14TH AMDT, SEC. 2 WRITE-INS — right to vote – denied, abridged
How soon before ALL of the ANTI-Democracy gerrymander regimes BAN write-ins ??? — for any reason whatever.
Even though the US Supreme Court said in 1992 that nothing in the US Constitution requires states to permit write-in votes, not a single state since then has banned write-in votes. Write-ins have actually been expanded since then. Kentucky, Nebraska, and Virginia, which had previously banned write-in votes for president, now permit them.
The gerrymander monsters/oligarchs do NOT like having non-party hack persons being elected to any office — especially by write-ins.
— i.e. a direct threat to the gerrymander regimes.
The gerrymander WARs will be getting serious in about 2 weeks.
What the court said was that the law should be construed in favor of voter intent.
Alaska law specifically requires the oval to be marked – it does not require the oval to be filled. So an asterisk, or X or // through or adjacent to the oval, or equivalent to a misspelling of a write-in candidates name.
Contrast to New York where the law specifically prevents any special markings to indicate a write-in vote; or Colorado where it was the Secretary of State making up regulations for machine-countable ballots which was an expansion of what state law said was a valid way to execute a write-in vote (by writing in the name in the provided space.

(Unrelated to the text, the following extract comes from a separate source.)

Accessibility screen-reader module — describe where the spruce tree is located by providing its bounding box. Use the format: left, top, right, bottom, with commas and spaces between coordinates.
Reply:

In the case of misspellings, the court was interpreting the statute on how a name should be written, and was interpreting that in favor of the voter.
It is bothersome that Alaska can not produce reconciled counts of how the votes were cast in each precinct, because the votes were counted two different and independent ways.
Richard, so when was the last time the US Senate had 3 or more “independent” senators? I know technically there’s three now, but only one in true independent in Bernie Sanders.
The last time the Senate has as many as 3 members who had been elected yet they weren’t Dem or Rep nominees was just before the 1942 election. Just before the 1942 election there was George Norris, Independent from Nebraska; Robert La Follette Jr., Progressive from Wisconsin; and Ernest Lundeen, Farmer-Labor from Minnesota.
Thanks Richard.
LEGAL voting/votes and ILLEGAL voting/votes.
This stuff AIN’T atomic physics — regardless of Bush v. Gore (2000) — 10 years and counting — with armies of MORON lawyers and worse MORON judges writing MORON opinions about basic stuff — like screwing up that 2 is more than 1 — by definition.
intent stuff is *state of mind* = mind reading stuff–
If disputed, then a question of FACT for juries.
i.e. whether somebody intentionally or unintentionally did an act or omission.
Did John Doe intentionally or unintentionally shoot and kill John Smith ??? etc. Was it self defense or murder ??? etc.
See General verdicts versus special verdicts (finding FACTS only).
Thus — one more screwed up MORON election opinion — to be cited later by other MORON judges.
ALL election stuff is mathematical — YES or NO — NO taste or personal opinion stuff.
Thus – will the party hacks in the U.S.A. Senate have the final judgment on the write-in mess ???
Art. I, Sec. 5. Each House shall be the Judge of the Elections, Returns and Qualifications of its own Members, ***
[due to the EVIL Brit monarchs in England trying to control who got elected to the English House of Commons].
What in Hell is ANY State court doing in reviewing ANY of the election stuff connected with U.S.A. Reps. and Senators ???
Does anybody see *final* before *Judge* in Art. I, Sec. 5 ???
#10 Yes. The US Senate will be the final judge if a candidate chooses to contest the election.
#11 Most rational States have special election law sections providing that any (general) election disputes about U.S.A. Reps or Senators go directly to the Congress House involved.
See the Rules of each House regarding election disputes.
This stuff continues NOT to be atomic physics.